Nemesio era un marinero de los de gorra y pipa, nació en Zahara en un
tiempo ya casi olvidado. Creció, padeció y vivió rodeado por los mismos fastos
de la penuria y la miseria con la que le recibieron entre mantillas. Era un
hombre áspero y huraño pero, sobre todo, un hombre bueno y cabal.Volví a la
orilla del continente para reencontrarme con los viejos recuerdos de unos
alborozados veranos, ahora ocultos entre la espuma y los acantilados. Allí
aprendí lo que en las aulas no enseñaban: mis primeros cigarrillos
clandestinos, amores furtivos de manita y mejilla, y también los interminables
saraos en la arena, preludios del amanecer.
Nemesio fue pescador desde los trece años hasta que un golpe de mar le
jubiló. En el mar de Alborán, su mar y su hogar, que tantos halagos y mimos le
procuró. Soñó con subir al castillo de proa para arengar a la tripulación pero
no había castillo ni sabía arengar. No llegó a corsario pero cocinó los más
sabrosos ranchos del Alborán. ¡Nemesio!, qué hay para comer!, frutos del mar,
decía el cocinero de gorra y pipa. El rostro del marinero bueno estaba
encallecido, surcado por mil y un azotes de la rosa de los vientos. Su
enmohecida libretita, preciado cuaderno de bitácora, condensaba tantos
imaginados abordajes y recuerdos del mar, que el mar se lo cobró. Nunca emergió
ninguna sirenita para compartir las millas de la vida con Nemesio.
Pero nunca replicó, compartió
su viejo reloj con un flaco perro que le hablaba y la fría soledad de un
barracón en la abandonada escollera, a sotavento de inclemencias y granujas de
verano. Poco lujo, unas mugrientas cacerolas a popa del calamitoso camarote y,
eso si, unos pringados cristales por donde vigilar el mar y la costa del moro africano.
Al marinero le contaban historias de mujeres y vino en jarra: ¿Vendrás
el domingo a Sanlúcar?, Sé de una… en El Puerto, ¿Has estado en Jerez? Pero
Nemesio no entendía de viajes ni de mujeres ni de “na”. Tengo mi trabajo en el
barco y el camarote de tierra, no necesito “más nada”. Su mundo estaba a medio
camino de proa a popa y, aquella última singladura, marcó el rumbo sin retorno.
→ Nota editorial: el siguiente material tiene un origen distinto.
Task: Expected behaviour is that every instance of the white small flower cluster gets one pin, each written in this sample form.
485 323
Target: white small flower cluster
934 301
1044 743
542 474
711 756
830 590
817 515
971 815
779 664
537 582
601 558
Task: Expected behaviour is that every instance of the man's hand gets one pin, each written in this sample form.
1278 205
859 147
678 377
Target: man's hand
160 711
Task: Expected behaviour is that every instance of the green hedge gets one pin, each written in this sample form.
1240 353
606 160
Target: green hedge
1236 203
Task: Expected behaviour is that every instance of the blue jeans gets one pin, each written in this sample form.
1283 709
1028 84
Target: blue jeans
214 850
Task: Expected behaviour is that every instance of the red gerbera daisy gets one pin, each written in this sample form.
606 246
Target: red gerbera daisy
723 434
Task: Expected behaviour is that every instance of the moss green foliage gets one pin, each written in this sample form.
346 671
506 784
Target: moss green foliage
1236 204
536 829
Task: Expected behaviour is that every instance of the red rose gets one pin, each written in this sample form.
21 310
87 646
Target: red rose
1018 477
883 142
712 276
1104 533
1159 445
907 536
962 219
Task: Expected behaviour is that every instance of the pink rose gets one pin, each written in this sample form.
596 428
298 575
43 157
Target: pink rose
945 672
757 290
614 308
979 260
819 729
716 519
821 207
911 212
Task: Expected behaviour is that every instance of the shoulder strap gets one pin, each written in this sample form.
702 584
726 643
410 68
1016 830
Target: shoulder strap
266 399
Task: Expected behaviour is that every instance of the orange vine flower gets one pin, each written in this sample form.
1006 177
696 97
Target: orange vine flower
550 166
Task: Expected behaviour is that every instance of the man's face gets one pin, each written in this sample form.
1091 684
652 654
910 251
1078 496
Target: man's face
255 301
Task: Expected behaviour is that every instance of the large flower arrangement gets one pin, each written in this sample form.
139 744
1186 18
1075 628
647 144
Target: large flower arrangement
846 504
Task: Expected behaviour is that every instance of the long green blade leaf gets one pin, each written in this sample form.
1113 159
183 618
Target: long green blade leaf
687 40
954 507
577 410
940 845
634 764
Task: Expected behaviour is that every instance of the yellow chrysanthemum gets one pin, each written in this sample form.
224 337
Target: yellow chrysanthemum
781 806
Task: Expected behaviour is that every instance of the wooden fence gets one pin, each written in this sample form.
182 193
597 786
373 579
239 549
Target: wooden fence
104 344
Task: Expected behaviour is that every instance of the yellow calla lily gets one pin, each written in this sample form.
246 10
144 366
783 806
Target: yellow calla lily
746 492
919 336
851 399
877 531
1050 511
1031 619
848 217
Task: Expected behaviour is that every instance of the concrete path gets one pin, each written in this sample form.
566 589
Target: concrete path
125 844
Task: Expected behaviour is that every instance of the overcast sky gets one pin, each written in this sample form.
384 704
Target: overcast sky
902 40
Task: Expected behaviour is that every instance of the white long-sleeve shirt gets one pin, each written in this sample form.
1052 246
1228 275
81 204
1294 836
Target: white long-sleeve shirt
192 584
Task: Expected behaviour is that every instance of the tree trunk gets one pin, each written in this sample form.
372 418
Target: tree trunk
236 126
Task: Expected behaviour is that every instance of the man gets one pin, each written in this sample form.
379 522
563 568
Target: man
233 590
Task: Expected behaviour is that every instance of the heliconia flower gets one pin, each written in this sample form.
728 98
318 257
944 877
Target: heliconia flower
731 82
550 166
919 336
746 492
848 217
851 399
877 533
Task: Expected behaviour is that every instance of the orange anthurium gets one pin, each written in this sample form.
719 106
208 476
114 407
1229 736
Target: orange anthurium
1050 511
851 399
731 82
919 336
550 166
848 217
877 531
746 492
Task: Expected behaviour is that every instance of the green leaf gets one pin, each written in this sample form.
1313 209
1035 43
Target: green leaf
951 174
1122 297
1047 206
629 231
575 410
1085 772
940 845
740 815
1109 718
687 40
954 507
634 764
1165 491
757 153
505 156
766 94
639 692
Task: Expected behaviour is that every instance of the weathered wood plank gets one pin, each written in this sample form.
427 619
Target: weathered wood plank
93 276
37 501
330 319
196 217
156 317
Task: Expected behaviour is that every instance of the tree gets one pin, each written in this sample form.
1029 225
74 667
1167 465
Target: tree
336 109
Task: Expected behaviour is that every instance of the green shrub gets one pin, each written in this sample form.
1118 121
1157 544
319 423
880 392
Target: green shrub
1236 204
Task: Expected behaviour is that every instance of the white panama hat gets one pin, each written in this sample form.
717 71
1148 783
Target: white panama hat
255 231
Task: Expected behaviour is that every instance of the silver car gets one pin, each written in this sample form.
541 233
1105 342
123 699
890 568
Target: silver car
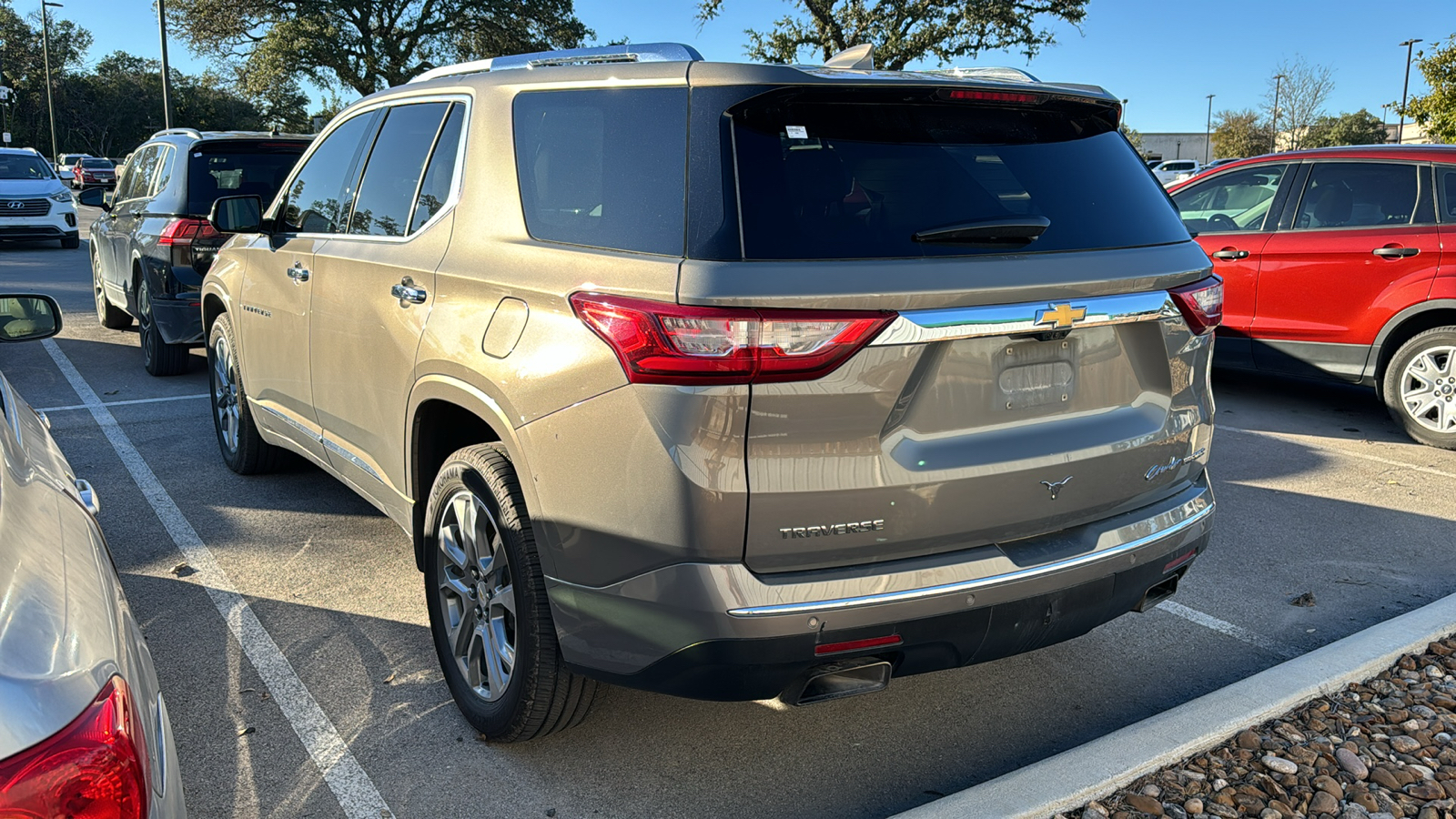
85 729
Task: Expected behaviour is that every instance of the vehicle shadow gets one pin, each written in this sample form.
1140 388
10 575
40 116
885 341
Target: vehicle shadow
652 755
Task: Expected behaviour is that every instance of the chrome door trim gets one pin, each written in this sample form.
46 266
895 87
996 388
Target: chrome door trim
980 581
919 327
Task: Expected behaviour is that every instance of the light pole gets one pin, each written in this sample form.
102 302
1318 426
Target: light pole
1208 131
46 51
167 80
1400 131
1274 124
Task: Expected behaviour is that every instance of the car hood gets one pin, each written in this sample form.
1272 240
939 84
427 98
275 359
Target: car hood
15 188
58 595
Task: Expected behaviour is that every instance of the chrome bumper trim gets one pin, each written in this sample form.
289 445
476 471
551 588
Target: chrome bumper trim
972 584
919 327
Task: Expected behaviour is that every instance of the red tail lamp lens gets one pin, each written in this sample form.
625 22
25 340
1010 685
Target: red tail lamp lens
1201 303
662 343
856 644
94 768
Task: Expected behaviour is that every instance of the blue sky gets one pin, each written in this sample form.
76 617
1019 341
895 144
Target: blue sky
1164 57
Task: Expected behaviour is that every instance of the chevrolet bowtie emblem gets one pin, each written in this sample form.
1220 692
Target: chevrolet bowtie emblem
1062 315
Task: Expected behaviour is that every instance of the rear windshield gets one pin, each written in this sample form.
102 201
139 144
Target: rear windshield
238 169
859 172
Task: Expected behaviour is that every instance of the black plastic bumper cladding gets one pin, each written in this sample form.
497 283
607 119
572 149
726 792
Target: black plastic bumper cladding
762 669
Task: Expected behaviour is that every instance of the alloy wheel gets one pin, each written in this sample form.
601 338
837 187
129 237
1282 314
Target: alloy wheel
1429 388
478 595
225 392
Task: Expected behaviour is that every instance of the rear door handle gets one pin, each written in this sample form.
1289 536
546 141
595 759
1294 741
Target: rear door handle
1395 252
407 292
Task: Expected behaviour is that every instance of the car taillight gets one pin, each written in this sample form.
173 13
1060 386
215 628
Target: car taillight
662 343
94 768
182 234
1201 303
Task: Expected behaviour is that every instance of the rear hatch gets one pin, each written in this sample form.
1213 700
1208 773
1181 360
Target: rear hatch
1038 373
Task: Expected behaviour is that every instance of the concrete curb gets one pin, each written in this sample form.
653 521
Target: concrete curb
1094 770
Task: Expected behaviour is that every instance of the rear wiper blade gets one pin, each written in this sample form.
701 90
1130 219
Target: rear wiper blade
1012 232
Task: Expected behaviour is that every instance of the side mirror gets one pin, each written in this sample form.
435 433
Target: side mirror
28 318
94 197
238 215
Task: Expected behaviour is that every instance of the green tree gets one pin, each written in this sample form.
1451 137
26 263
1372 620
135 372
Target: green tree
1436 111
1239 133
366 46
1359 128
906 31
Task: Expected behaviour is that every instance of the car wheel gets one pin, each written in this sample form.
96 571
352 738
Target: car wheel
106 314
159 358
244 446
1420 387
488 610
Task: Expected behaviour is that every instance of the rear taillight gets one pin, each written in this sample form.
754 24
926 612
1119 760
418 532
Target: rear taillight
1201 303
94 768
182 235
662 343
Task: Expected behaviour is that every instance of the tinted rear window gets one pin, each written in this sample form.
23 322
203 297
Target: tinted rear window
238 169
858 172
603 167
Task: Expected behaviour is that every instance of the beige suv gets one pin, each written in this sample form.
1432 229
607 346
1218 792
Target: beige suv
728 380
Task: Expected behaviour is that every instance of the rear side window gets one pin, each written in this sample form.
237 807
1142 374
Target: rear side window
859 172
238 169
393 169
434 191
1359 194
603 167
320 194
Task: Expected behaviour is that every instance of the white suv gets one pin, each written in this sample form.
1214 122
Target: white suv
34 201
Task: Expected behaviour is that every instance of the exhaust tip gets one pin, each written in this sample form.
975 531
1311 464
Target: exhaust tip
836 681
1164 589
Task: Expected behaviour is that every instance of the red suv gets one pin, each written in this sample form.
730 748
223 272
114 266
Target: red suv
1332 268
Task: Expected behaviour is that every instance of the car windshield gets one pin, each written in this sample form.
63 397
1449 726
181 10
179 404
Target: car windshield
24 167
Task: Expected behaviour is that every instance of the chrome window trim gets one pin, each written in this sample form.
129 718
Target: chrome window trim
976 583
919 327
455 181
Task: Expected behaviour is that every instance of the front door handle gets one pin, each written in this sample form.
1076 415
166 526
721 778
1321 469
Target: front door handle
1395 252
408 293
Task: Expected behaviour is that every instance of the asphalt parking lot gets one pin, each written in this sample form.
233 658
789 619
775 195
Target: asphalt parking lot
1318 491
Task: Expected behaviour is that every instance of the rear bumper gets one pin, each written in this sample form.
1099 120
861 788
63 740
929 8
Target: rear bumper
718 632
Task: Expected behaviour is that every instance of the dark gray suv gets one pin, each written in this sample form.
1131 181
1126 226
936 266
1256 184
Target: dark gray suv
730 380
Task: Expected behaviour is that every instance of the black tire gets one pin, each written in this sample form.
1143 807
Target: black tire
245 450
1431 421
159 358
541 694
106 314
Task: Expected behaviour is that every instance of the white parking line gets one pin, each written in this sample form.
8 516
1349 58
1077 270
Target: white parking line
1365 455
126 402
341 771
1235 632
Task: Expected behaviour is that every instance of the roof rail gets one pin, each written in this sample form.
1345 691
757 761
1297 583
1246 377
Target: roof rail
626 53
989 73
184 131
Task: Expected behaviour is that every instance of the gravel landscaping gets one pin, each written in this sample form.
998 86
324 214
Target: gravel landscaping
1378 749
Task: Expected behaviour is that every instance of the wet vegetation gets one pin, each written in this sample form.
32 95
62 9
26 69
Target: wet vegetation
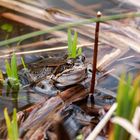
65 80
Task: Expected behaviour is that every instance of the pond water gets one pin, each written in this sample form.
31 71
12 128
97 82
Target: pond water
84 9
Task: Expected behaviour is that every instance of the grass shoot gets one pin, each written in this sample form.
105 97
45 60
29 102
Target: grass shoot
128 99
12 72
73 51
12 126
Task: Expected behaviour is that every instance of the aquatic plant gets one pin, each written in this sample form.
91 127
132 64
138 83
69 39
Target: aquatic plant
12 126
73 51
12 72
128 99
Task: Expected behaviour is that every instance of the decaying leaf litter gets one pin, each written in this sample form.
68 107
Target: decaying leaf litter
118 50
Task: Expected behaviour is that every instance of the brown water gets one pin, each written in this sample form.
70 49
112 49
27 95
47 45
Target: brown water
81 8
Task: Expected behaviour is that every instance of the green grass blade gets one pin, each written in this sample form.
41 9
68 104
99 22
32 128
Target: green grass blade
74 45
14 67
23 63
79 51
8 124
15 125
69 42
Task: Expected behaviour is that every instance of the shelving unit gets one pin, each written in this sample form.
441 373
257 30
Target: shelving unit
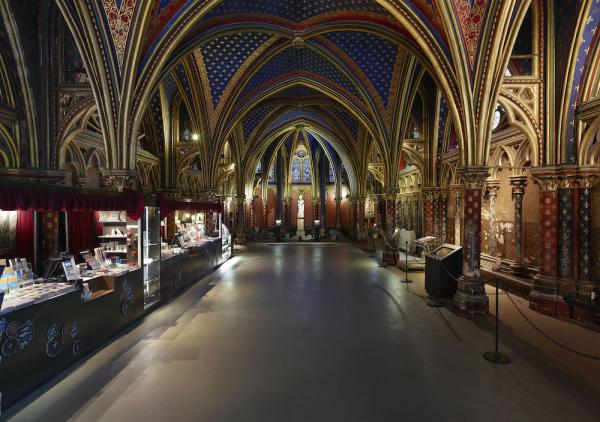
118 238
150 246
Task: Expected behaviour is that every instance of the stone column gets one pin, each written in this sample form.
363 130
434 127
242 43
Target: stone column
493 186
470 296
518 184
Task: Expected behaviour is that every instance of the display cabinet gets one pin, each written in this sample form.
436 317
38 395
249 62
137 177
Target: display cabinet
150 247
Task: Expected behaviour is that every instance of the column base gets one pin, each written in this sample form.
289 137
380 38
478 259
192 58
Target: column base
470 297
545 299
519 270
240 239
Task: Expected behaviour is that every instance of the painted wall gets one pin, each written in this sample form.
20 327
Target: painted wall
596 233
505 221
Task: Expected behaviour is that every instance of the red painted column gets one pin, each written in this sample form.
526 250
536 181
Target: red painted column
428 202
390 215
361 214
470 296
544 295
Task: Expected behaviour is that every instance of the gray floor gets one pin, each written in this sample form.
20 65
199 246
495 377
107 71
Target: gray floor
310 333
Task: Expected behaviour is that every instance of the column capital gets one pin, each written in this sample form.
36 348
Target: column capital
474 177
518 183
552 178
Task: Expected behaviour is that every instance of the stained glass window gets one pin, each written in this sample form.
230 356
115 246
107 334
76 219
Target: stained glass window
272 174
295 170
306 177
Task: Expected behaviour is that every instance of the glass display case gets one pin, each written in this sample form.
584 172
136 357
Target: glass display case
150 246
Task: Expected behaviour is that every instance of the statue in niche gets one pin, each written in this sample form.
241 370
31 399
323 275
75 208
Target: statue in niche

Oscurecía, abrí los ojos y pude ver en el horizonte como el ocaso se
diluía en el negro mar. La arena desprendía el calor acumulado mientras las
olas se sobreponían con un rumor de nostalgia, se mecían presurosas. Deposité
los recuerdos bajo la arena y enfilé tiritando el camino de regreso. Al pasar
frente a la taberna se oían voces que hablaban de un anciano navegante, tosco y
gruñón, que siendo bueno y sin conocer lo malo, huyó súbitamente a sentarse a
la mesa de Neptuno. La gente lo quería, y yo, sin saberlo, también. El próximo
verano volveré a Zahara de los Atunes. Me gusta el mar.